Pigmented villonodular synovitis
- This is a true neoplasm.
- Exuberant proliferation of synovial villi and nodules.
- Most common in the knee, followed by hip and shoulder.
- Symptoms include painful swollen joint.
- Aspiration reveals a bloody effusion.
- X-ray may show cystic.
- Histologically, highly vascular villi lined with plump hyperplastic synovial cells, haemosiderin stained multinucleated giant cells and chronic inflammatory cells.
- Often requires MDT discussion as appearances can be mimicked by haemarthrosis of the joint unless radiologists and pathologists discuss the case.

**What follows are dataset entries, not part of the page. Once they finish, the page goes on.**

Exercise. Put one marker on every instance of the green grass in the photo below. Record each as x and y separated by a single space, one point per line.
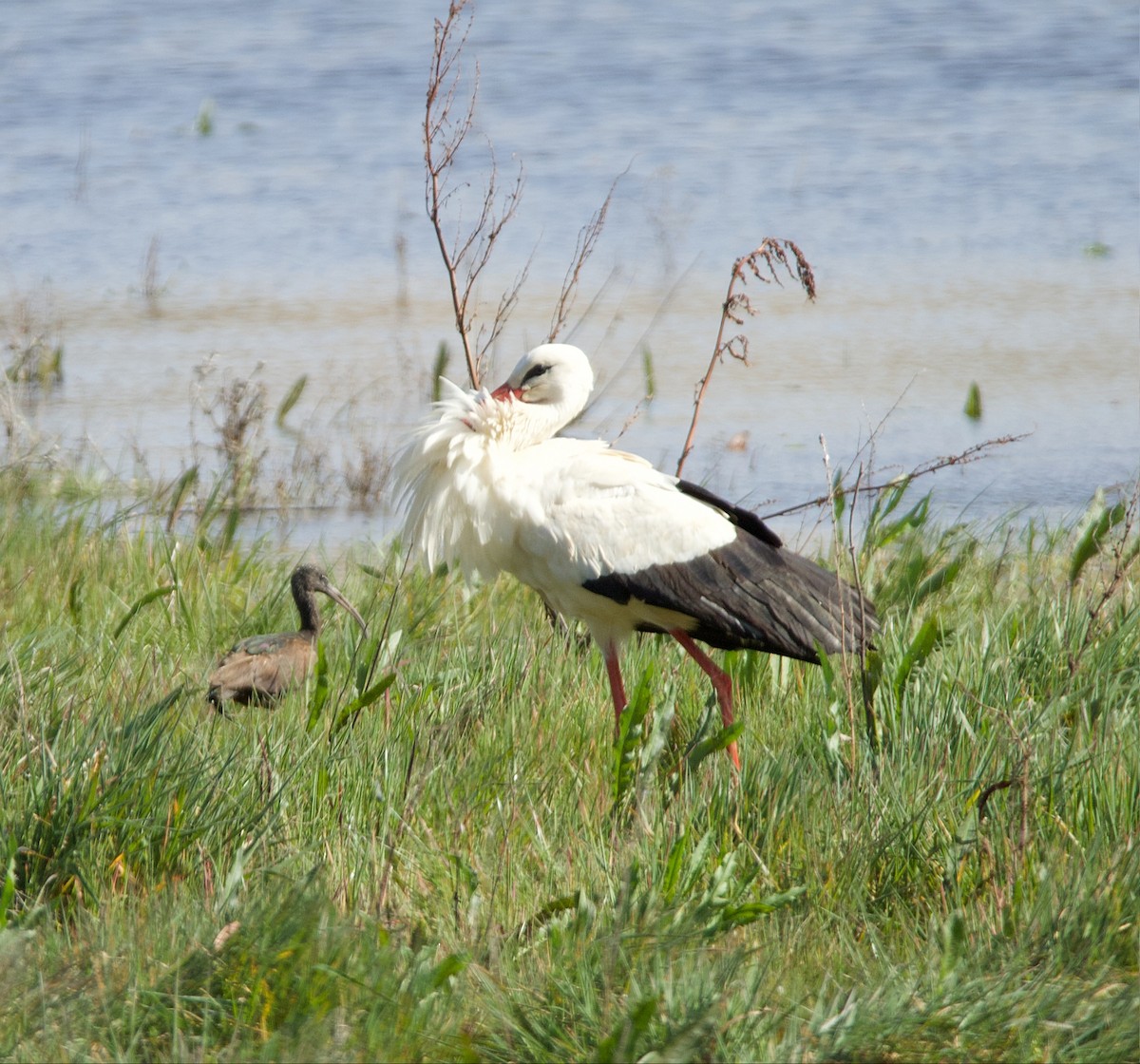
461 866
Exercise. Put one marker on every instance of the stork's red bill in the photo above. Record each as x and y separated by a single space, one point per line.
603 536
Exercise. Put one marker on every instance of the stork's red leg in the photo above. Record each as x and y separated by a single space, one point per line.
722 683
617 688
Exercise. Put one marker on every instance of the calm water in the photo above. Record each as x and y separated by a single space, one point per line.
963 177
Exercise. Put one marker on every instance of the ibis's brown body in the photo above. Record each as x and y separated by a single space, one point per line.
262 667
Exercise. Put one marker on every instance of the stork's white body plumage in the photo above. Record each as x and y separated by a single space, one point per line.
602 535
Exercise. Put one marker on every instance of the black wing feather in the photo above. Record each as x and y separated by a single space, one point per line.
751 593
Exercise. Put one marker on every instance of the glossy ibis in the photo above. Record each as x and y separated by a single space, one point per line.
604 538
261 667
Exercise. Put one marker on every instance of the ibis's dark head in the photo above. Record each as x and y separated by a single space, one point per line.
306 580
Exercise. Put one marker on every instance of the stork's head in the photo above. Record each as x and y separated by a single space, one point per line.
545 391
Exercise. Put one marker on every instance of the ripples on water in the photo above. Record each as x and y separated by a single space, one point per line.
945 168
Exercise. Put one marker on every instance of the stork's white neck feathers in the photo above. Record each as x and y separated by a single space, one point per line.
447 473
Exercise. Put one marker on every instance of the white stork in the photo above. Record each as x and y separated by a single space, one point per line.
603 536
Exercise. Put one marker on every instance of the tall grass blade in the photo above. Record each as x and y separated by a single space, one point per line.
1098 522
140 603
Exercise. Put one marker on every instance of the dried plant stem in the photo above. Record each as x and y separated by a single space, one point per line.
587 238
972 454
466 256
764 262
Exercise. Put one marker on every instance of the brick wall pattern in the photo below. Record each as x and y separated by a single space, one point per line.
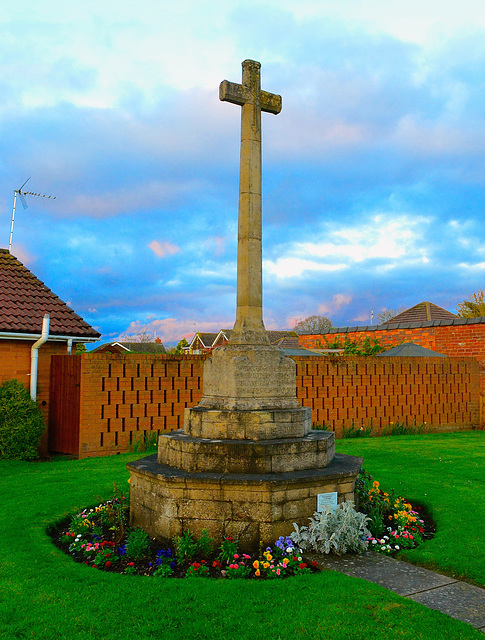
457 340
116 402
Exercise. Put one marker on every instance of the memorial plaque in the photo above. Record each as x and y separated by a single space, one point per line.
328 500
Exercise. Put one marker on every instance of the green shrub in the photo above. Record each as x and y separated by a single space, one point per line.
21 423
341 531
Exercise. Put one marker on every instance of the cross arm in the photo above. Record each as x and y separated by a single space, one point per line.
240 94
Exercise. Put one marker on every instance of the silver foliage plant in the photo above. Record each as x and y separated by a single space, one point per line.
341 531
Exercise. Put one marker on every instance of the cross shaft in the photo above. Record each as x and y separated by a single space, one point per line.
249 326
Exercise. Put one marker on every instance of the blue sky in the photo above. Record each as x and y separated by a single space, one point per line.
373 173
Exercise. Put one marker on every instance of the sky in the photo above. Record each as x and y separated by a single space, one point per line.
373 172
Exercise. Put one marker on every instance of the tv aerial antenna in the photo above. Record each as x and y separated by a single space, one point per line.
22 195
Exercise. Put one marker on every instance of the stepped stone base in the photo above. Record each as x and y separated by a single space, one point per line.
252 508
313 451
200 422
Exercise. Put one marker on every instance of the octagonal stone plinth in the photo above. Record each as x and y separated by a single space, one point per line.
313 451
201 422
252 508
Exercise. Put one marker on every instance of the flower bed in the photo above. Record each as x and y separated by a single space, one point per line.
393 522
100 538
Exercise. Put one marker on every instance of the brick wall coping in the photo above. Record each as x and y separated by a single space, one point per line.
401 325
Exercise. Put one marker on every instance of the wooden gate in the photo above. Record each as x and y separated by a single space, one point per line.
64 404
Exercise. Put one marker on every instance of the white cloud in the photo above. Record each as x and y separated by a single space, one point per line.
339 300
386 237
163 249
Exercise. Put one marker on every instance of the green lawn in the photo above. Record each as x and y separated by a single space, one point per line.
46 595
446 472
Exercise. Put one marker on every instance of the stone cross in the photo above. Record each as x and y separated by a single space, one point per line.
249 327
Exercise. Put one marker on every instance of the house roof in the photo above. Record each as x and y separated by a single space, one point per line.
412 350
209 339
438 317
422 312
275 337
130 347
24 300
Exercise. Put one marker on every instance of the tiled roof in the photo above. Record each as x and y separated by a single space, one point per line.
411 349
422 312
130 347
273 336
24 300
207 338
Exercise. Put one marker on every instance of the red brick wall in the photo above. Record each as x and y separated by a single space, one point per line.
388 338
450 340
441 393
124 398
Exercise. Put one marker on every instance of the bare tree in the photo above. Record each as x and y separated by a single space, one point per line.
388 314
474 307
313 324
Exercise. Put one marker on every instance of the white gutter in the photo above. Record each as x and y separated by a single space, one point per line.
34 356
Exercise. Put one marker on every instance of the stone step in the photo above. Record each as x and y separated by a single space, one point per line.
313 451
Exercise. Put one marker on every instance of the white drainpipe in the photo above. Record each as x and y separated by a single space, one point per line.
34 356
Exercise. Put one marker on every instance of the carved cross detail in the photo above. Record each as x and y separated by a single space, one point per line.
249 327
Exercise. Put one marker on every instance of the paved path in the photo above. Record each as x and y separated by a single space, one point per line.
457 599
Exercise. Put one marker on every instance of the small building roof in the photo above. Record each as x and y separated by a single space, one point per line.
24 300
422 312
130 347
412 350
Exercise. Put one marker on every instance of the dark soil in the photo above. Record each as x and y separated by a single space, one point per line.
147 565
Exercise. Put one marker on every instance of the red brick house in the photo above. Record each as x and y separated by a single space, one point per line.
205 342
24 301
425 324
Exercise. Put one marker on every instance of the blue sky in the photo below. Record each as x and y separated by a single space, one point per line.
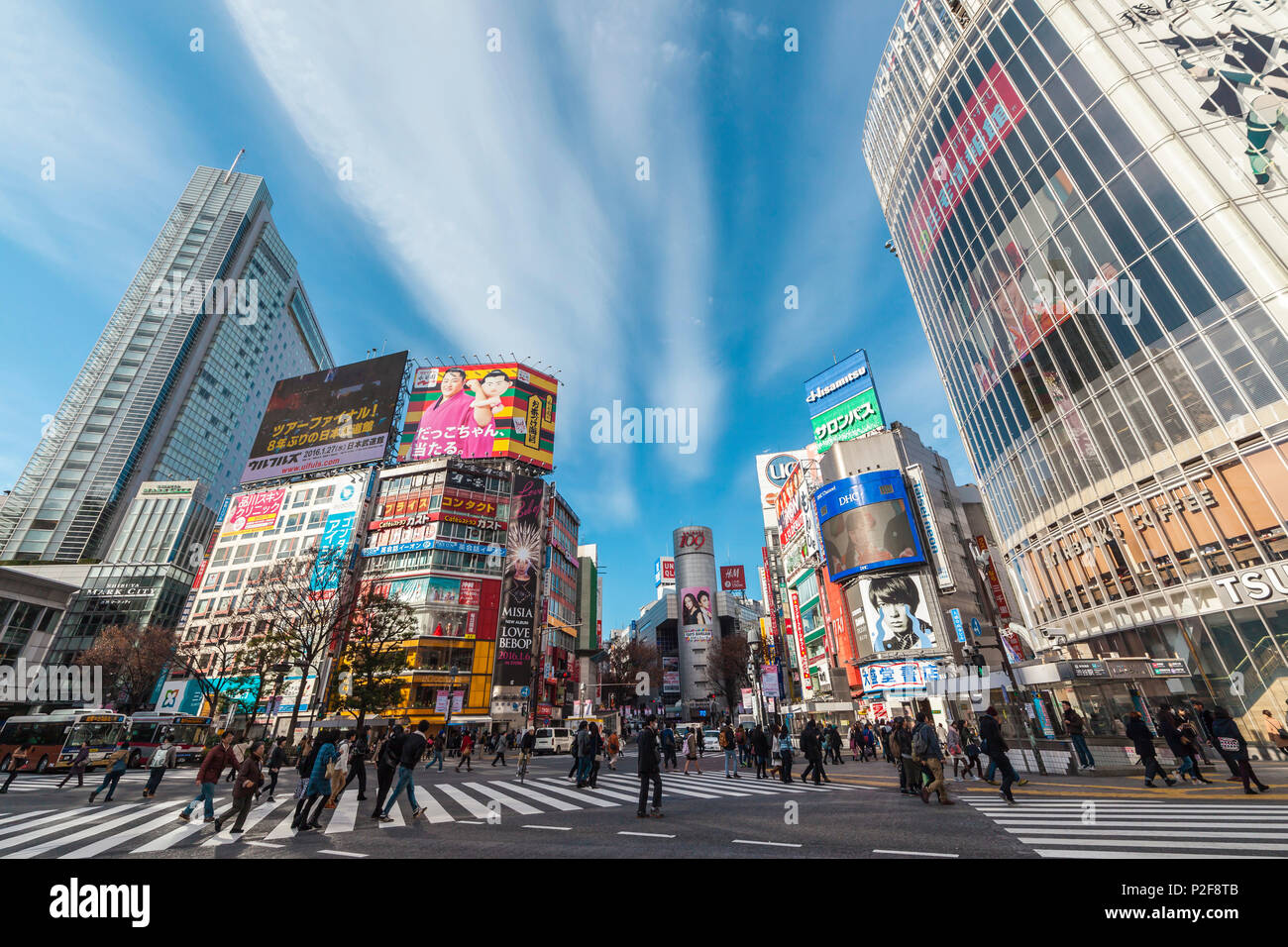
476 169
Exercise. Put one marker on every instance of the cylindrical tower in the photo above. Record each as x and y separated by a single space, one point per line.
1090 204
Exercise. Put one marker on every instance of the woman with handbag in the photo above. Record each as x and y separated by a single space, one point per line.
1275 732
1232 745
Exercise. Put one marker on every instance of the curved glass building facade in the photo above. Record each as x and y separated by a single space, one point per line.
1090 201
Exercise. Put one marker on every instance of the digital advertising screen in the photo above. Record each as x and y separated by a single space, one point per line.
331 418
842 402
493 410
867 525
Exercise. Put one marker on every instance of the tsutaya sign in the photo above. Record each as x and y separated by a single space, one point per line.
1254 585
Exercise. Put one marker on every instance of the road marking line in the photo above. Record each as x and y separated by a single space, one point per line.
780 844
925 855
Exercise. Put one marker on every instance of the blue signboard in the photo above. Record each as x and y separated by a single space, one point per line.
957 624
867 525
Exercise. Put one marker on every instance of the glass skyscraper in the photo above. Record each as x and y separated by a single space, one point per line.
1091 209
175 385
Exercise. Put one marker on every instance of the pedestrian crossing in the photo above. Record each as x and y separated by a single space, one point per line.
133 826
1138 828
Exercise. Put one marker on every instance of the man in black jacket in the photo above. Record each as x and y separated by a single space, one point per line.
648 770
1138 735
811 749
996 748
386 766
359 762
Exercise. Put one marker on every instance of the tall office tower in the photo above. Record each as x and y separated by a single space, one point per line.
176 382
1090 202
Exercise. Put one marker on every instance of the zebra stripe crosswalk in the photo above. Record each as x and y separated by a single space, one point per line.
147 827
1141 828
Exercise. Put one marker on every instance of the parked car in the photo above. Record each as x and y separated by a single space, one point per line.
553 740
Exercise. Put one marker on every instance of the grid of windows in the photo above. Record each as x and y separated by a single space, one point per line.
1098 248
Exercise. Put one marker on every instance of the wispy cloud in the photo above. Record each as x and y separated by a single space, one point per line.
518 169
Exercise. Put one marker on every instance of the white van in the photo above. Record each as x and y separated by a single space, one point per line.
553 740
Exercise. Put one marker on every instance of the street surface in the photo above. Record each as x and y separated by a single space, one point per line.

- Associated with high rates of recurrence, likely to reflect non-specialised tumour surgeons underestimating the magnitude of surgery required (20–40%).
- Often require complete synovectomy to eliminate disease.
Giant cell tumour of the tendon sheath (see hand tumours)
- Second most common hand mass (ganglia more common) and is the most common neoplasm in the hand.
- Benign but recurrent lesion originating in the tendon sheaths or joint synovium.
- Usually seen on the palmar surface of the digits especially the PIP joint of the index and middle fingers.
- Recurrence rate of 30% in the literature but with meticulous surgery recurrence rates very low.
- Typically affects adults aged 30–50 years.
- Present with pain, stiffness and swelling.
- X-rays show fine stippled calcification.
- Histologically varies between metaplasia of synovial tissue to firm nodules of hyaline cartilage.
- Treat with synovectomy and removal of loose bodies.